In honor of being a part of this year’s Winter of Zombie blog tour here is a set of short stories written exclusively for the visitors to the tour. These were started back during the Summer of Zombie tour. They’re from the perspective of one Tony the Zombie and his personal gripes against us humans. Typed out by Greg P. Ferrell because really, have you ever seen a zombie use a keyboard? It’s not pretty.
A day in my dead life!
By: Tony the zombie
Translated by: Greg P. Ferrell
Hello living morsels, it is I, Tony the zombie, and I am back to talk to you about the things that really eat me up when I’m trying to eat you up. I spent most of the last few months, since I last talked to you, trapped inside one of those big boxes you like to hide in from us. After many failed attempts of running into the walls, I finally found a clear hole with an invisible shield over it and broke through it. Please excuse my ripped and torn clothing. It got messed up as I went through the hole, falling back out into the outside world. So here we go.

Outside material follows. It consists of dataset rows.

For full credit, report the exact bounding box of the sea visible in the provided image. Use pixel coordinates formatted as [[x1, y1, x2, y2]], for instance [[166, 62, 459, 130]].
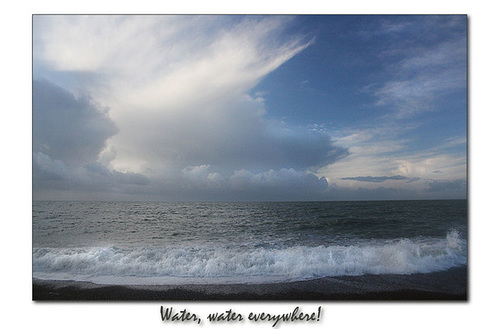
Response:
[[32, 200, 467, 285]]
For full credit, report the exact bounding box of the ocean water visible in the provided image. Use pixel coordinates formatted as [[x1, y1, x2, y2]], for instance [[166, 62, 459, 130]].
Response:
[[33, 200, 467, 285]]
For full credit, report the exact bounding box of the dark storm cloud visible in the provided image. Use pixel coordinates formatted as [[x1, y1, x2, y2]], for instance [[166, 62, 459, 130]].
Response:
[[33, 80, 149, 196]]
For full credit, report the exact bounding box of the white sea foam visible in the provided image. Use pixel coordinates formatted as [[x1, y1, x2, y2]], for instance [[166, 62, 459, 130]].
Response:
[[33, 231, 467, 284]]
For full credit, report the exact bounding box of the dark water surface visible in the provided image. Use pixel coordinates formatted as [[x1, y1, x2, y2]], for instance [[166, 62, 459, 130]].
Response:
[[33, 200, 467, 284]]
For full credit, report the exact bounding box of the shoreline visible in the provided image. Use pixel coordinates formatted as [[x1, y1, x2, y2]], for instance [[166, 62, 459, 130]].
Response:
[[32, 266, 468, 301]]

Number 5 on my things that annoy me list is you health nuts. Even if I could remember what I looked like or did back when I was alive, I’m pretty sure I didn’t sport a great physical appearance. Judging by my current situation, I was obviously not the best long distance runner or one of my new family wouldn’t have caught me and converted me to this new awesome life. So my gripe with you overly healthy people is this. WHY?

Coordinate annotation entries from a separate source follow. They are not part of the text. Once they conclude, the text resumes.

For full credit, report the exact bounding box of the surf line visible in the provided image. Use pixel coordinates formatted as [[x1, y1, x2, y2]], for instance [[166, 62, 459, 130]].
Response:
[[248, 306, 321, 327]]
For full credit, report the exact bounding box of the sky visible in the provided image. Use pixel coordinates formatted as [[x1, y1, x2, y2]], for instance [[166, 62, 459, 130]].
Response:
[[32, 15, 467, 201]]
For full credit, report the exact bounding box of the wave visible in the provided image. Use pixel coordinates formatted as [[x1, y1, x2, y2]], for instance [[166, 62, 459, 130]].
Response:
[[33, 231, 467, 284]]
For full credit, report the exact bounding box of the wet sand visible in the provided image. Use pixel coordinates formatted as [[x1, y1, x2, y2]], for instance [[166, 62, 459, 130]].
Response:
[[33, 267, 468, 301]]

For multiple reasons, I don’t understand the desire to keep yourself so trim and fit. Oh sure it gives you an advantage to staying alive a little while longer but really, let’s be honest, you’re going to lose in the end and you’ll just die tired and hungry. Plus your meat is so stringy and dry. I caught one of you the other day and after a few bites I was not digging the taste but I continued on anyway because well that’s what we do. Now one of those fatties is a whole other story when it comes to taste. The fat marbling really adds a new dimension to the pleasure of a freshly caught meal. Especially with the ones we like to call free range whom have been wandering around trying to avoid us for a while. The fat on those is usually a little less thick in some areas but still provides a tasty meal when caught with a lot less chewing required. Man I’m getting hungry again just thinking about one of those.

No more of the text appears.